Naming specialized phantom type in Drop

I'm writing a safe struct wrapper for a C struct that holds a "user_data" void* pointer. I'd like to use the void* pointer to hold an arbitrary Rust, with all type safety and proper cleanup with Drop.

To get a valid pointer I'm trying to use Box::new(rust_user_data) & Box::into_raw() as *mut c_void & Box::from_raw(void_ptr as *mut UserDataType).

I'm struggling with writing Drop implementation for my wrapper, because Drop doesn't allow specialization. I can't write impl<UserData> Drop for MyWrapper<Box<UserData>>.

But if I write impl<BoxedUserData> Drop for MyWrapper<BoxedUserData> I don't have a way to name the type in the Box in order to cast *mut c_void to *mut UserData (the pointer type is very important here, as Box from *mut c_void causes leaks/crashes).

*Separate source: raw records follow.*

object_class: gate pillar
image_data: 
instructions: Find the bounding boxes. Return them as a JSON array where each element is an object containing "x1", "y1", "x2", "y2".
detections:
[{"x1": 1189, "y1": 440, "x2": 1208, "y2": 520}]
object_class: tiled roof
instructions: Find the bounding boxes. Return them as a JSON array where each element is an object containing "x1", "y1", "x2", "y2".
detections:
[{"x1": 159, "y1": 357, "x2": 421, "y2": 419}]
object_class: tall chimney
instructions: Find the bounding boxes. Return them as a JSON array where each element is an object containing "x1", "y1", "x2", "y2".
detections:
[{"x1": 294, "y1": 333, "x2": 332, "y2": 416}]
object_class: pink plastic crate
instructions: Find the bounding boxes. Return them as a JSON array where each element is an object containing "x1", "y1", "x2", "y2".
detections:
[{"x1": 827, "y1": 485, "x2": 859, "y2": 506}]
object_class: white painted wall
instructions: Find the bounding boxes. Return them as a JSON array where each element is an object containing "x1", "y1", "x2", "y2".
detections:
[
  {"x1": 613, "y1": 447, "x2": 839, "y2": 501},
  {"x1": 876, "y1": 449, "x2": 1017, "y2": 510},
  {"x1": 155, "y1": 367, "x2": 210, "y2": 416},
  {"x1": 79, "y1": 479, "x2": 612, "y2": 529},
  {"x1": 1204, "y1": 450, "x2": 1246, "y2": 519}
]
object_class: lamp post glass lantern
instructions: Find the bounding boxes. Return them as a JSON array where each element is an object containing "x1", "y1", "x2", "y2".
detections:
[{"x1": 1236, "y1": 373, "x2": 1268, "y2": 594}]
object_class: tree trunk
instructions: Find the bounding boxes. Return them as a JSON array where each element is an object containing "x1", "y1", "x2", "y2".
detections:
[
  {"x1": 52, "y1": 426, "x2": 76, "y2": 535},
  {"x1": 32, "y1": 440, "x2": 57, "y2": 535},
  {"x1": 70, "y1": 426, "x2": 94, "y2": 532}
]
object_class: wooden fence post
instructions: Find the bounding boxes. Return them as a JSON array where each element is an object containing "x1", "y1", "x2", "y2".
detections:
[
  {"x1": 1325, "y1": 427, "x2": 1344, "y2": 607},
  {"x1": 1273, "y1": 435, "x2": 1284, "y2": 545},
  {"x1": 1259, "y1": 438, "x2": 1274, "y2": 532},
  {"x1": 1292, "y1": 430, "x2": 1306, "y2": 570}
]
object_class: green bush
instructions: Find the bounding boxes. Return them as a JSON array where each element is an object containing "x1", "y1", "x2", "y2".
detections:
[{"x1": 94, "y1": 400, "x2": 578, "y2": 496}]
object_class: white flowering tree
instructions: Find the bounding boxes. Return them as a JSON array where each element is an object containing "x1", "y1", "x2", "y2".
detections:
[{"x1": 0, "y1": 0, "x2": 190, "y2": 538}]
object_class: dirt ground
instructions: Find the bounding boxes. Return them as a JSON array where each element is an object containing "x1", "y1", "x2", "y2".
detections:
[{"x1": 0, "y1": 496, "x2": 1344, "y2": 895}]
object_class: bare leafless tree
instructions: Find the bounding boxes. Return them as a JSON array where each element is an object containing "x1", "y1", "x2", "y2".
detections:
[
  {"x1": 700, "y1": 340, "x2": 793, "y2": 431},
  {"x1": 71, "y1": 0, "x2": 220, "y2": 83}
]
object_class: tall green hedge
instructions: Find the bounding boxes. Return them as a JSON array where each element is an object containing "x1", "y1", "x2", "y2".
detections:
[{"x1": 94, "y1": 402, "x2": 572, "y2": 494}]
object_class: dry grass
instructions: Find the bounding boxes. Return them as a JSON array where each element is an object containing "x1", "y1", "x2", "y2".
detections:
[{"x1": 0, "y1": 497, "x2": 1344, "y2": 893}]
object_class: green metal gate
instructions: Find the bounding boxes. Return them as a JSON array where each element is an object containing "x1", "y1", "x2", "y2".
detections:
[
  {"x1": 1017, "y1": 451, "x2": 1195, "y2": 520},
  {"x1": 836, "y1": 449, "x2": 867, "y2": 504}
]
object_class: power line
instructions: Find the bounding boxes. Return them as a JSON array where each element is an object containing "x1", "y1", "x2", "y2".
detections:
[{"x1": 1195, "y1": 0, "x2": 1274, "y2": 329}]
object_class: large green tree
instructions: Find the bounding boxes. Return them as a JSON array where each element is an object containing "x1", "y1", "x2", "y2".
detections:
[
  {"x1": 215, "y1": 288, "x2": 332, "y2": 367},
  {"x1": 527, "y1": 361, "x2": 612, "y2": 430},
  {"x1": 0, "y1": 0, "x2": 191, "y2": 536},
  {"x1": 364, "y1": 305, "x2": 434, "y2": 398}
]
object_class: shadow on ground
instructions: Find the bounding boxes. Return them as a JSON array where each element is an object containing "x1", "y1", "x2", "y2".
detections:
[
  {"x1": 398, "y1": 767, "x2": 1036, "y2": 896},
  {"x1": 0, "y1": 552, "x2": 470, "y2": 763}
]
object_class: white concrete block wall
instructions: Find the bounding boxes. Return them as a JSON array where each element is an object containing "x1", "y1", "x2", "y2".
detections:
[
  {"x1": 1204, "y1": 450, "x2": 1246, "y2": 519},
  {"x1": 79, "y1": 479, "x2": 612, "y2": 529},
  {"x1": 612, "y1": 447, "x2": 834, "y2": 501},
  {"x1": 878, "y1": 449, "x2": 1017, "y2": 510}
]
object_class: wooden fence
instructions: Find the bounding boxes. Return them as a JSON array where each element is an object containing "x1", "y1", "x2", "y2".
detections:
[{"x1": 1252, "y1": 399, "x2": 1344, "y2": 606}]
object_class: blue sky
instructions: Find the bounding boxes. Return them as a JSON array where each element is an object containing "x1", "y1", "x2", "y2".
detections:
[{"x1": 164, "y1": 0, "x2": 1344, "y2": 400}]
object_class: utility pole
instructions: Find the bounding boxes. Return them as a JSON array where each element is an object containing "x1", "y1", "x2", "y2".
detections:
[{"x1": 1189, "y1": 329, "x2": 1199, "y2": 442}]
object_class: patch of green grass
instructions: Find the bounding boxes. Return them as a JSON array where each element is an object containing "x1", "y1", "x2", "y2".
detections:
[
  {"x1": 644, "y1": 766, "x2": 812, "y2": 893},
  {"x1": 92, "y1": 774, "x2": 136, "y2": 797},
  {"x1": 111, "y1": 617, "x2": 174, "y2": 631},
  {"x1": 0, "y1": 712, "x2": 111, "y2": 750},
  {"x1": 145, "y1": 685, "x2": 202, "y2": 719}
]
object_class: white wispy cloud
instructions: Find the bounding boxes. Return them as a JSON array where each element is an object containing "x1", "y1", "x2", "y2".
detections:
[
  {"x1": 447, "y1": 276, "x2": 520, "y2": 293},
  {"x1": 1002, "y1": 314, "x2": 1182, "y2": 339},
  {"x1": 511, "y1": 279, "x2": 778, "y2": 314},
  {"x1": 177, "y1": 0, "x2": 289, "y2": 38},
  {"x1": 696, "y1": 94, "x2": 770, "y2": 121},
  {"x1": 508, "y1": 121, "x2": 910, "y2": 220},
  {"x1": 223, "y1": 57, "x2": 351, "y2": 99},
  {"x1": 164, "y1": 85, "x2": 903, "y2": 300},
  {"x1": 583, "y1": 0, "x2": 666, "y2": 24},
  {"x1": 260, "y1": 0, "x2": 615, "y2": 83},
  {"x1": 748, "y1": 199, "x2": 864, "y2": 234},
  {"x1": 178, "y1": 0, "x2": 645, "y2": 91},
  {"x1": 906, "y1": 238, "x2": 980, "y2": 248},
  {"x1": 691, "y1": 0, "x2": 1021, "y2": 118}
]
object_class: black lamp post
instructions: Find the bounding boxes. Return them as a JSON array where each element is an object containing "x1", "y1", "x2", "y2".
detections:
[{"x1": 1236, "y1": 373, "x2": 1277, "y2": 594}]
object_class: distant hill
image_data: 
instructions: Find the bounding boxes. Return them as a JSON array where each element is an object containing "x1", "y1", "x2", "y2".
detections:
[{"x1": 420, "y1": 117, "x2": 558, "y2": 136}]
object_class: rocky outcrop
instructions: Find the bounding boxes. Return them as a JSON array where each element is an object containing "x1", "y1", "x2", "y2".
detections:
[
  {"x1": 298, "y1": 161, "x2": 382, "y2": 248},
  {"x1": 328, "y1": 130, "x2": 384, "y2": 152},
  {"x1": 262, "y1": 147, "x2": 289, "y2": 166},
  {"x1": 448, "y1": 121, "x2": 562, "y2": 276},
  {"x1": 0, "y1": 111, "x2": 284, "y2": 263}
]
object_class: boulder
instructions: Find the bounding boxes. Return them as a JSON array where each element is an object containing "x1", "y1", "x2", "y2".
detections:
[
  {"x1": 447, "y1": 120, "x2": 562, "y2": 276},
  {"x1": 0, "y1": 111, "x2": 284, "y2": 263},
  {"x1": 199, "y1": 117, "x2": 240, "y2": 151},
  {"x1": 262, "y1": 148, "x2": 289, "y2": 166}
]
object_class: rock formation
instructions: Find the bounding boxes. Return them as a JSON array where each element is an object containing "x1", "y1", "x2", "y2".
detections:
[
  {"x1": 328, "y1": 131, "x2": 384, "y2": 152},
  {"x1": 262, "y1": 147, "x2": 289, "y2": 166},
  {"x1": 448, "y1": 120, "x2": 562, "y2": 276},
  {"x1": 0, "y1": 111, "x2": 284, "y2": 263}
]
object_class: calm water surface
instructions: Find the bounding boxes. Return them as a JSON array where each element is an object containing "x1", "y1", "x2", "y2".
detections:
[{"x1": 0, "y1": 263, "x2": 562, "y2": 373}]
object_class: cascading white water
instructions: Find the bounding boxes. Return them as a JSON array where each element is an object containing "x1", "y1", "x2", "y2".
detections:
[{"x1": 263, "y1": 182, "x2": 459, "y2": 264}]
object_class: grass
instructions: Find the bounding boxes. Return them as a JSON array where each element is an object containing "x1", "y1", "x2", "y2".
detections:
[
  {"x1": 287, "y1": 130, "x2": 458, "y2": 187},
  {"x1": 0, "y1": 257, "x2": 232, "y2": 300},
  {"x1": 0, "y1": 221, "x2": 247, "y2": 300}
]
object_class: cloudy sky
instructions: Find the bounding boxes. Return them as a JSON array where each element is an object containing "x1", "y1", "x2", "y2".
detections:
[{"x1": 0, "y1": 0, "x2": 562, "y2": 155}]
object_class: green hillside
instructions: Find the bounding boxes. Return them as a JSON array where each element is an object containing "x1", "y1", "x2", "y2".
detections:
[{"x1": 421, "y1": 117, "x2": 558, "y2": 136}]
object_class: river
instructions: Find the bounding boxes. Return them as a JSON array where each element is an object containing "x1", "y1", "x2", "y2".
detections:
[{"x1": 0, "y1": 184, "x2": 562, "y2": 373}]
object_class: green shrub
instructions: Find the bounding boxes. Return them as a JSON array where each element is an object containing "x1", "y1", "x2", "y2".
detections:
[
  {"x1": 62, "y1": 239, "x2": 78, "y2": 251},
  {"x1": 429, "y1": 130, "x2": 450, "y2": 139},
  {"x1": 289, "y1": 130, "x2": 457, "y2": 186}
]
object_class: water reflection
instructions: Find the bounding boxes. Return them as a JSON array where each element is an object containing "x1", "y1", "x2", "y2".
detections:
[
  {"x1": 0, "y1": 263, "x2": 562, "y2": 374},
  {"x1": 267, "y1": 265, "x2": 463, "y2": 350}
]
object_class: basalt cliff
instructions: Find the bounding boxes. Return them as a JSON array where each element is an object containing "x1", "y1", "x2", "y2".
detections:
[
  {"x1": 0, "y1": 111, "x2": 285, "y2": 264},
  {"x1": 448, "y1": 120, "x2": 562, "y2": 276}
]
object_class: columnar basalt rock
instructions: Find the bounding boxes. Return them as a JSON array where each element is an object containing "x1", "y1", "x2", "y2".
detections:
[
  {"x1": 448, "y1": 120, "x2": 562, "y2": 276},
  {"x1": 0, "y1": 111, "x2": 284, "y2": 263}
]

struct CType {context: *mut c_void} // In practice it's an opaque data type

struct RustWrapper<UserDataType> {
   handle: *mut CType,
   _marker: PhantomData<UserDataType>,
}

// error[E0366]:
impl<UserDataType> Drop for RustWrapper<Box<UserDataType>> {
   fn drop(&mut self) {
       Box::from_raw(self.get_c_void_context_pointer() as *mut UserDataType)
   }
}

Playpen: Rust Playground

So how can I get to the actual data in Box<T> from Drop?

As an added complication, I'd like to support RustWrapper<UserDataType = ()> to make the user data optional. I can handle that by making the void* NULL.

Can you use an enum instead, something akin to:

enum RustWrapper<T> {
    Boxed(*mut c_void, PhantomData<T>),
    Optional,
    Other(*mut c_void, PhantomData<T>)
}

impl<T> From<Box<T>> for RustWrapper<T> {
    fn from(b: Box<T>) -> Self {
        RustWrapper::Boxed(Box::into_raw(b) as *mut _, PhantomData)
    }
}

impl<T> Drop for RustWrapper<T> {
    fn drop(&mut self) {
        drop(unsafe {
            match *self {
                RustWrapper::Boxed(t, _) => {Box::from_raw(t as *mut T);},
                _ => {} // eliding handling of other cases
            }
        })
    }
}

Your looking in wrong place. Remove the Box from structure impl and your code runs.

impl<UserDataType> RustWrapper<UserDataType> {

Using single letter for generic identifier would also make it less confusing.

Ah, I've used RustWrapper<Box<UserDataType>>, so that I can have get_user_data() on it, and also implement RustWrapper<()> without the method.